Entrata del Quirinale (Getty Images)

Ieri sera sono arrivate le attese dimissioni di Mario Monti, recatosi al Colle per essere ricevuto dal capo dello Stato Giorgio Napolitano. Nel corso della mattinata, il presidente della Repubblica ha avviato alcune consultazioni lampo con i rappresentanti dei vari gruppi parlamentari. Gli incontri di consultazione sono terminati nel primissimo pomeriggio e ora si aspetta che Napolitano riceva al Quirinale i due presidenti di Camera e Senato, Gianfranco Fini e Renato Schifani, per sciogliere le due aule del Parlamento.

Nel frattempo si sono diffuse le prese di posizione che i vari partiti hanno riferito al capo dello Stato in mattinata.

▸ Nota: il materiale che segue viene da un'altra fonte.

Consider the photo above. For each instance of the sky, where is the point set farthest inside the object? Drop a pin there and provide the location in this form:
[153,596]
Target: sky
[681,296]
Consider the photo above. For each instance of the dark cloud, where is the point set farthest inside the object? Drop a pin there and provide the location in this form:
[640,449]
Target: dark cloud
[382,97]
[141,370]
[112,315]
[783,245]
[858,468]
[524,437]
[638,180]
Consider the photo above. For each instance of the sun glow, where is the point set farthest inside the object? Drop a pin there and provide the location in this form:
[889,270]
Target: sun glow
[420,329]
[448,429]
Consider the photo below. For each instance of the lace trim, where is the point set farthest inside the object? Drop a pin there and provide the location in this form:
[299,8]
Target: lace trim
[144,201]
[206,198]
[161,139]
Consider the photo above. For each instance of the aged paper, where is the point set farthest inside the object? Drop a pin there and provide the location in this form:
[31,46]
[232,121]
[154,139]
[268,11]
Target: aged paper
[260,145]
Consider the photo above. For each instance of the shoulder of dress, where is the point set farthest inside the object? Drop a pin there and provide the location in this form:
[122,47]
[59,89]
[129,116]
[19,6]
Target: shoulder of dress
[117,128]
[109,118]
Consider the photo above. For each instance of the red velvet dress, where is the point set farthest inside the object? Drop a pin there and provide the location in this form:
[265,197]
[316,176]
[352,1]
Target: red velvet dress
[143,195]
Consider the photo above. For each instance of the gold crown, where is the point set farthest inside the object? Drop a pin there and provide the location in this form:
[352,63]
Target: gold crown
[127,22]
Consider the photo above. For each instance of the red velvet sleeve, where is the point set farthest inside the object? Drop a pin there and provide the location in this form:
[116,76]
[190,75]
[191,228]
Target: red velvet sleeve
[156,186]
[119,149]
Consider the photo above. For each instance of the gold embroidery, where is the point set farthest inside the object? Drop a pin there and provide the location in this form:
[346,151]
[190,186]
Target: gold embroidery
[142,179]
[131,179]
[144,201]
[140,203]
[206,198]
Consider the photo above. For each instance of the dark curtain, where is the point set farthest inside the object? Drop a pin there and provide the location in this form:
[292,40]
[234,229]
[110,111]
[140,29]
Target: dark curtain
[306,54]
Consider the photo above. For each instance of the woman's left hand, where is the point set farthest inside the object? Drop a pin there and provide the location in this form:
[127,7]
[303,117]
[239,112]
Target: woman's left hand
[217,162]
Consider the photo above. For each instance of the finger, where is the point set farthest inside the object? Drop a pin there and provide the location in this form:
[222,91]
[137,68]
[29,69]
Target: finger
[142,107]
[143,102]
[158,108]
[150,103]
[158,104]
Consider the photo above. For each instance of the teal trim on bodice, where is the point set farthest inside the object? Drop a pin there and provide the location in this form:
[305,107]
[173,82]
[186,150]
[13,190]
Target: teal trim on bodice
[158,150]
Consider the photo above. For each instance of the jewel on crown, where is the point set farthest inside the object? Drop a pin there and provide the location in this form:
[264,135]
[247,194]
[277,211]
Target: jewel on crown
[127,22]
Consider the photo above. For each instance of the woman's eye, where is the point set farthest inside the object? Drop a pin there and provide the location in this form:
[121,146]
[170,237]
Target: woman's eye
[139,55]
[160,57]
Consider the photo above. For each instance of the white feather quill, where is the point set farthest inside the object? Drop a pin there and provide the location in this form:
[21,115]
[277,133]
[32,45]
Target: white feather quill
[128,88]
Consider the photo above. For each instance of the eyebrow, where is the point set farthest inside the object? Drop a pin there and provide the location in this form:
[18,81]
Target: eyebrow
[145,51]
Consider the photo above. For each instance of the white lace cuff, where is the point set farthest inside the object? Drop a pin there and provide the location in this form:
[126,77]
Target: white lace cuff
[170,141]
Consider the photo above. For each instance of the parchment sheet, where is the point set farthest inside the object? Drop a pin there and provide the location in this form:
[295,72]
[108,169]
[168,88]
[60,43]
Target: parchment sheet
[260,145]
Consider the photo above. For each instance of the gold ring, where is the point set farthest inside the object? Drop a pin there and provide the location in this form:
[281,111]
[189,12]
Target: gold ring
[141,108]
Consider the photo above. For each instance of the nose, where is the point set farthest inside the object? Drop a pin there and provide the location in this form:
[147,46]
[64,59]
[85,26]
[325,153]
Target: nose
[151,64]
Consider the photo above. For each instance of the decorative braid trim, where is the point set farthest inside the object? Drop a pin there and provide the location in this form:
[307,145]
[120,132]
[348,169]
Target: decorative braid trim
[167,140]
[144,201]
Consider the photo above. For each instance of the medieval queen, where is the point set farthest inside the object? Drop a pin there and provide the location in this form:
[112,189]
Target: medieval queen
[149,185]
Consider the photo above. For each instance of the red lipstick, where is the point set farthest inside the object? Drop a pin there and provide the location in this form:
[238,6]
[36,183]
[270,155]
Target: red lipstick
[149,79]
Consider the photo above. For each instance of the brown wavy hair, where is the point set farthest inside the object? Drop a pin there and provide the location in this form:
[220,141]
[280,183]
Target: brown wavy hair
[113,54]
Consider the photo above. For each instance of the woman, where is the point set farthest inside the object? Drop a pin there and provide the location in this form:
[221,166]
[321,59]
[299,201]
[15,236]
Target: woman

Il Pdl, primo gruppo ad essere ricevuto al Colle, presente nelle persone di Maurizio Gasparri e Fabrizio Cicchitto, ha ribadito il proprio favore nei confronti delle elezioni, ha chiesto che il governo tecnico si defili dalla competizione elettorale ed ha disquisito con Napolitano in merito alla decisione di sfiduciare il governo Monti in Parlamento. Il Pd, presente con Anna Finocchiaro e Dario Franceschini, ha espresso la propria lealtà al governo tecnico e si augura che il prosieguo sia in direzione della linea riformistica tracciata da Monti. La Lega Nord ha fatto sapere a Napolitano di sostenere le elezioni politiche per il prossimo 24 febbraio e il rappresentante Giampaolo Dozzo ha detto: “Siamo contenti che Monti abbia dato le dimissioni”. Diverso il parere dell’Italia dei Valori che ha espresso rammarico per le modalità scelte dal capo del governo tecnico di presentare le proprie dimissioni al Quirinale e non in Parlamento. Il Terzo Polo di Api-Fli si è invece limitato a ringraziare Giorgio Napolitano per il suo operato in occasione di questa crisi di governo.